Evals are the new tests
How I measure whether my agent workflows actually work — and the small habit that catches regressions before they ship.
Unit tests check that a function returns what you wrote it to return. Evals check whether a probabilistic system still behaves the way you need it to — across the messy, ambiguous inputs it’ll actually see in production.
Why evals matter for agents
When the system under test is a language model deciding which tool to call, regular tests don’t catch the failure modes that hurt you most: the model picks the wrong tool 4% of the time, the prompt change makes it overconfident on edge cases, the new model version subtly drifts toward verbose answers.
You don’t notice any of this until someone files a ticket.

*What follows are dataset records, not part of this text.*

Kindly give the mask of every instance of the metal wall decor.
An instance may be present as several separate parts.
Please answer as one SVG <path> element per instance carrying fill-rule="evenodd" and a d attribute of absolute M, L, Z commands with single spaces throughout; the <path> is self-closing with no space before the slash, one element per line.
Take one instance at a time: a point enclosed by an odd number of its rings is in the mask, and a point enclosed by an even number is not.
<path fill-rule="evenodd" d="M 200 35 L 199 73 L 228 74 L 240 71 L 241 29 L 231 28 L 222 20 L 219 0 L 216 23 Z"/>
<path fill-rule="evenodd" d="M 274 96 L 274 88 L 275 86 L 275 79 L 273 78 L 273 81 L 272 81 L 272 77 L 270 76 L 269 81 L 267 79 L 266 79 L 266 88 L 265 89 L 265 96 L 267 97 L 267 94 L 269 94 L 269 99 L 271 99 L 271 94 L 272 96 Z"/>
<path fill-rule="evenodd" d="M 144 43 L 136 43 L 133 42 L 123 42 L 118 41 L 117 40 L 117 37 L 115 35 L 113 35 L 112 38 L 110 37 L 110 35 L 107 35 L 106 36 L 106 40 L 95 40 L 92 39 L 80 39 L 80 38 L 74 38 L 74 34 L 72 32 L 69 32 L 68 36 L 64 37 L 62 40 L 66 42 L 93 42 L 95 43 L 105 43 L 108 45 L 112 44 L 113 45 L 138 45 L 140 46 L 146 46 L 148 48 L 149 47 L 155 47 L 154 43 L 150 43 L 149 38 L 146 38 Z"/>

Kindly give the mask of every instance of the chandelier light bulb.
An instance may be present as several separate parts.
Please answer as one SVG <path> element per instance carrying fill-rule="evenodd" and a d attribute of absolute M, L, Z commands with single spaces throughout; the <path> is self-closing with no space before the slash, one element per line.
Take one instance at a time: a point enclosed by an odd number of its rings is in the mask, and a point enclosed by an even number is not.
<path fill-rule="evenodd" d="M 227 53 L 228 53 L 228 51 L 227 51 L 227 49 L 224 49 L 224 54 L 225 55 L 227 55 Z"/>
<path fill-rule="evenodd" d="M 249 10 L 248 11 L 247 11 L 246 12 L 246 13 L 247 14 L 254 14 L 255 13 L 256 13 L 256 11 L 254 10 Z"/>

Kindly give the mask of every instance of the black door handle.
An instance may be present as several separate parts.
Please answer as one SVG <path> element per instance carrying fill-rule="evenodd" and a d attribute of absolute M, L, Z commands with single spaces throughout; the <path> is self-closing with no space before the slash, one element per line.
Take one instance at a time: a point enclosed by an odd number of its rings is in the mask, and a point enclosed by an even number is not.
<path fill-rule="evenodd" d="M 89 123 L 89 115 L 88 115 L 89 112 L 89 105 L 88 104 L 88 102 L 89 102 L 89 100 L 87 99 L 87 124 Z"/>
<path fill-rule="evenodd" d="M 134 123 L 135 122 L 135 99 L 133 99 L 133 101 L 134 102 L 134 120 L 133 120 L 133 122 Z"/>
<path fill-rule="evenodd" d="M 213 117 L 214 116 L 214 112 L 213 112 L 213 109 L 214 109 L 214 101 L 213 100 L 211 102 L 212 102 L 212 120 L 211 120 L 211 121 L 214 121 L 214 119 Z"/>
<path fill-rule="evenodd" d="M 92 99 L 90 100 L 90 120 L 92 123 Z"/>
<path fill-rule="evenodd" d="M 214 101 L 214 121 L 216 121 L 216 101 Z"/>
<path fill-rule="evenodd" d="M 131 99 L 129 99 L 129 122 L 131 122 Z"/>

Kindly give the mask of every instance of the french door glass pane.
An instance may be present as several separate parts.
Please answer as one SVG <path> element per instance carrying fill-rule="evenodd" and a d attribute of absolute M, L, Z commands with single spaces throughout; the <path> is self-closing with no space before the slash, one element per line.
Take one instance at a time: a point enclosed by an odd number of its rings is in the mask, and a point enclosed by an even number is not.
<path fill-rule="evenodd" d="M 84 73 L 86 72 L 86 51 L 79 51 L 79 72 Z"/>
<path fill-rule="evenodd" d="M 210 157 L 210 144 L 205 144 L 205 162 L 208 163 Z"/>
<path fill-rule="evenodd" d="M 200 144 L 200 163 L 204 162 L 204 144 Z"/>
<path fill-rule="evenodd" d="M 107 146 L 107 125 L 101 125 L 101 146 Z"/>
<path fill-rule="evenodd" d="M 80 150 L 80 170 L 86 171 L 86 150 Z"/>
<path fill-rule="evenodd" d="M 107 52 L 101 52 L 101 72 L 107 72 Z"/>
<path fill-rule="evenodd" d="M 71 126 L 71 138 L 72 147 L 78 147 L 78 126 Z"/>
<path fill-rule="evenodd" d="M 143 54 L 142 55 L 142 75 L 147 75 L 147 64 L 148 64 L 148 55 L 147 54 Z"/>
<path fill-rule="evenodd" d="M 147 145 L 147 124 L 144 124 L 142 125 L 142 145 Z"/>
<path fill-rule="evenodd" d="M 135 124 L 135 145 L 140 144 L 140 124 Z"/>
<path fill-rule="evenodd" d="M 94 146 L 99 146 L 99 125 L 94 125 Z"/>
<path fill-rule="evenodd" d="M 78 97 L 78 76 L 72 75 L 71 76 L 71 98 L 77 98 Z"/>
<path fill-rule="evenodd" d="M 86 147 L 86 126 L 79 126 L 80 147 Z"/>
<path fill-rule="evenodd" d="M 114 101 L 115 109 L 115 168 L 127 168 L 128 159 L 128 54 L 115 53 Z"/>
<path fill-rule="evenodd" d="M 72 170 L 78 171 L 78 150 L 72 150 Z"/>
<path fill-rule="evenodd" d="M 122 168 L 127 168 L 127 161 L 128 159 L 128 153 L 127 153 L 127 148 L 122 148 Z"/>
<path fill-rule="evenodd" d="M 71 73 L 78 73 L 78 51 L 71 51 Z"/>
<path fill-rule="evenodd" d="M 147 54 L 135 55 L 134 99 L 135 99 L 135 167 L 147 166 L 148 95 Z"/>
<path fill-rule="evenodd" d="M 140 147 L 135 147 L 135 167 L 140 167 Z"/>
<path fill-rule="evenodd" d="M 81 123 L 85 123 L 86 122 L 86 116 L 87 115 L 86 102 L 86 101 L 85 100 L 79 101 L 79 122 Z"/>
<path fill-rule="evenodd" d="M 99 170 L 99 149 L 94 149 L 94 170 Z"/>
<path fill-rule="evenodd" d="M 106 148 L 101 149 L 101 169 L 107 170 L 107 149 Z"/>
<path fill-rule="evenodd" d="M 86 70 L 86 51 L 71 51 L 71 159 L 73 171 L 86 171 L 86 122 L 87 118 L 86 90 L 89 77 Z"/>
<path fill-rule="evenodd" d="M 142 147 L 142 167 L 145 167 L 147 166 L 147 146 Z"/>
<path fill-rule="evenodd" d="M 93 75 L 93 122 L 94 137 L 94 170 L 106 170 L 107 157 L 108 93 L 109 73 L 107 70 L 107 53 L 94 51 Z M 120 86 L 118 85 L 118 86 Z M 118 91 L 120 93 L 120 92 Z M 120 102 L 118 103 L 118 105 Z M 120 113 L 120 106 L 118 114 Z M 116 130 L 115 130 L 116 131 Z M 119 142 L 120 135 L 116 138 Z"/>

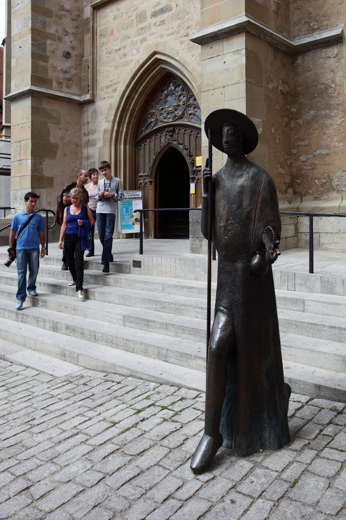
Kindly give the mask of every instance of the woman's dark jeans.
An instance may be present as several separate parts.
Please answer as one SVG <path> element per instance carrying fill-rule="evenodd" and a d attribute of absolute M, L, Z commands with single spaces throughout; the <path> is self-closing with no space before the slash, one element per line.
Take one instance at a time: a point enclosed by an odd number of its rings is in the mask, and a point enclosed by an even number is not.
<path fill-rule="evenodd" d="M 76 282 L 76 291 L 83 291 L 84 278 L 84 252 L 82 241 L 77 235 L 65 235 L 66 258 L 72 280 Z"/>

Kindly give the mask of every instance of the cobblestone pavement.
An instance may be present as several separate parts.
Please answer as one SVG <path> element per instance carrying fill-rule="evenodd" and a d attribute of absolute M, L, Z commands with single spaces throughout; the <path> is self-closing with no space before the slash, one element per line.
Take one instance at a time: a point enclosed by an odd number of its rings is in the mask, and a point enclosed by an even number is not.
<path fill-rule="evenodd" d="M 287 447 L 195 476 L 203 394 L 1 361 L 0 397 L 0 518 L 346 519 L 342 403 L 293 395 Z"/>

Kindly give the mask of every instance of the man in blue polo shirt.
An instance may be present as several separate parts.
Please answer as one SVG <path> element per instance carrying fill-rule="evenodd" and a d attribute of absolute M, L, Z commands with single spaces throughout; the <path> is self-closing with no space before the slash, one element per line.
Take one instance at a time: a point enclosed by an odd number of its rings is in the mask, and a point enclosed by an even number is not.
<path fill-rule="evenodd" d="M 28 222 L 32 214 L 29 223 L 21 232 L 17 241 L 16 255 L 17 270 L 18 274 L 18 290 L 17 292 L 17 310 L 21 309 L 26 298 L 26 269 L 29 266 L 29 276 L 28 280 L 28 292 L 30 296 L 37 296 L 36 292 L 36 279 L 39 267 L 39 257 L 43 258 L 45 254 L 45 227 L 43 219 L 39 214 L 34 211 L 39 195 L 32 191 L 29 191 L 24 196 L 24 207 L 23 211 L 19 211 L 13 217 L 9 235 L 8 254 L 13 256 L 13 245 L 16 233 Z M 41 244 L 41 253 L 39 254 L 39 243 Z"/>

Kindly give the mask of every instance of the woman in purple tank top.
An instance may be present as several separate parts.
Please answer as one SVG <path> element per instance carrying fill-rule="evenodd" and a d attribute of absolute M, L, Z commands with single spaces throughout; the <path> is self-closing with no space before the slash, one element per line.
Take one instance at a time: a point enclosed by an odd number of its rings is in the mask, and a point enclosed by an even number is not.
<path fill-rule="evenodd" d="M 78 298 L 84 298 L 83 279 L 84 251 L 82 239 L 78 237 L 78 228 L 83 225 L 83 220 L 89 220 L 91 226 L 95 221 L 89 207 L 81 203 L 82 192 L 79 188 L 74 188 L 70 192 L 72 204 L 64 210 L 64 218 L 59 239 L 59 247 L 62 249 L 62 239 L 65 237 L 66 257 L 69 270 L 72 277 L 69 285 L 75 285 Z"/>

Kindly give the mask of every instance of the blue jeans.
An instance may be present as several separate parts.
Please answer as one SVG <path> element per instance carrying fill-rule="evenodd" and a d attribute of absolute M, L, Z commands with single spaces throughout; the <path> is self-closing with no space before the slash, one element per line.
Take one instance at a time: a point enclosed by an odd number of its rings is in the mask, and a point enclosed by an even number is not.
<path fill-rule="evenodd" d="M 28 290 L 36 290 L 36 279 L 39 267 L 39 249 L 17 249 L 16 252 L 17 270 L 18 274 L 17 299 L 25 302 L 26 298 L 26 269 L 29 276 Z"/>
<path fill-rule="evenodd" d="M 99 238 L 103 248 L 101 261 L 109 262 L 112 254 L 115 215 L 113 213 L 96 213 L 96 222 Z"/>
<path fill-rule="evenodd" d="M 94 217 L 94 219 L 95 220 L 95 221 L 96 222 L 96 212 L 94 211 L 94 210 L 90 210 L 90 211 L 91 212 L 91 213 L 92 214 L 92 216 Z M 90 229 L 90 234 L 91 235 L 91 247 L 90 247 L 90 249 L 88 250 L 88 251 L 89 251 L 90 253 L 92 253 L 92 254 L 94 254 L 94 253 L 95 252 L 95 243 L 94 243 L 94 235 L 95 232 L 95 225 L 94 225 L 94 226 L 91 226 L 91 229 Z"/>

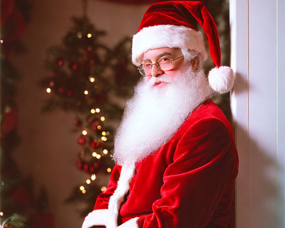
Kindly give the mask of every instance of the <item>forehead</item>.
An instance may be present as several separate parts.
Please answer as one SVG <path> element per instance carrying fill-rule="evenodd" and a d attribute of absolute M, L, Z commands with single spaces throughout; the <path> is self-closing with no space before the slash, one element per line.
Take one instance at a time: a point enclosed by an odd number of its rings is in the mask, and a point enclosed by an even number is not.
<path fill-rule="evenodd" d="M 142 55 L 142 60 L 158 60 L 164 56 L 170 57 L 176 57 L 178 54 L 182 54 L 181 49 L 175 48 L 162 48 L 152 49 L 145 52 Z"/>

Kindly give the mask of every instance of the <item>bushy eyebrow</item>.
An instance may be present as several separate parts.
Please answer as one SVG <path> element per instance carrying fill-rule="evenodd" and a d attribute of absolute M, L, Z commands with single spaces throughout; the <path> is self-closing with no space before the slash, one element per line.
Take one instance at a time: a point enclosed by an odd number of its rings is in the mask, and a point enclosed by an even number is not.
<path fill-rule="evenodd" d="M 173 54 L 172 54 L 169 52 L 164 52 L 163 53 L 162 53 L 161 54 L 160 54 L 158 55 L 157 56 L 157 58 L 158 60 L 159 60 L 163 56 L 165 56 L 166 55 L 167 55 L 170 57 L 173 56 Z M 144 63 L 145 62 L 151 62 L 151 61 L 149 59 L 147 59 L 144 60 L 142 62 L 143 63 Z"/>

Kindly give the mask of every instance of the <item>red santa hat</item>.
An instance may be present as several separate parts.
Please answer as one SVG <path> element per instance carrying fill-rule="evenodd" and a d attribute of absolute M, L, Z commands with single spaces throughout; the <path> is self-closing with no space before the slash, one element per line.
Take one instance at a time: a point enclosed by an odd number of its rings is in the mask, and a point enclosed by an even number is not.
<path fill-rule="evenodd" d="M 201 2 L 170 1 L 151 5 L 133 36 L 132 61 L 138 66 L 142 62 L 144 53 L 166 47 L 195 50 L 205 60 L 207 56 L 203 36 L 195 26 L 197 21 L 208 38 L 210 53 L 215 66 L 209 73 L 210 85 L 218 92 L 226 93 L 233 85 L 234 74 L 230 67 L 221 66 L 217 26 Z"/>

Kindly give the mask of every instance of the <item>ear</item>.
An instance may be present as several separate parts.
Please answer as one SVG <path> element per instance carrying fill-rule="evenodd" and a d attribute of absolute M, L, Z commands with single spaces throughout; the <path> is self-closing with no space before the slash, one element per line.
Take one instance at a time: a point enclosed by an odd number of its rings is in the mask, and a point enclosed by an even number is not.
<path fill-rule="evenodd" d="M 198 65 L 198 57 L 196 56 L 194 59 L 192 59 L 190 61 L 191 65 L 192 66 L 192 70 L 193 71 L 197 70 L 197 66 Z"/>

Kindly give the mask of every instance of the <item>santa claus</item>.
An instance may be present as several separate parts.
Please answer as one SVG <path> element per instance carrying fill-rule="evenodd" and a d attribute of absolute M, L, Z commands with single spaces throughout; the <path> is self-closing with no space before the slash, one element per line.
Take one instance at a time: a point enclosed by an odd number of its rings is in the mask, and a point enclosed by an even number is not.
<path fill-rule="evenodd" d="M 216 66 L 208 76 L 194 20 Z M 227 227 L 238 160 L 230 125 L 210 99 L 233 83 L 220 59 L 216 27 L 202 3 L 147 9 L 132 48 L 143 77 L 116 133 L 109 184 L 82 228 Z"/>

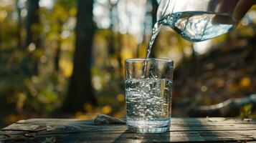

The smallest habit that helps
Keep one fixture file per agent: 20–50 representative inputs covering the obvious happy paths plus the cases you’ve already seen go wrong. Re-run them on every prompt change and every model upgrade. Track the pass rate over time.
// fixtures/scheduling-agent.eval.ts
const cases = [
{ input: "book a 30 min slot tomorrow afternoon", expect: { tool: "find_slot", tz: true } },
{ input: "cancel my last meeting", expect: { tool: "cancel_event" } },
// ...
];
That’s it. Not a framework, not a service — just a file you can run against any prompt revision and read the diff before you ship.
What this article isn’t
It’s not a guide to eval frameworks (there are good ones — promptfoo, braintrust, langfuse). It’s the case for having an eval set at all, which is the part most teams skip.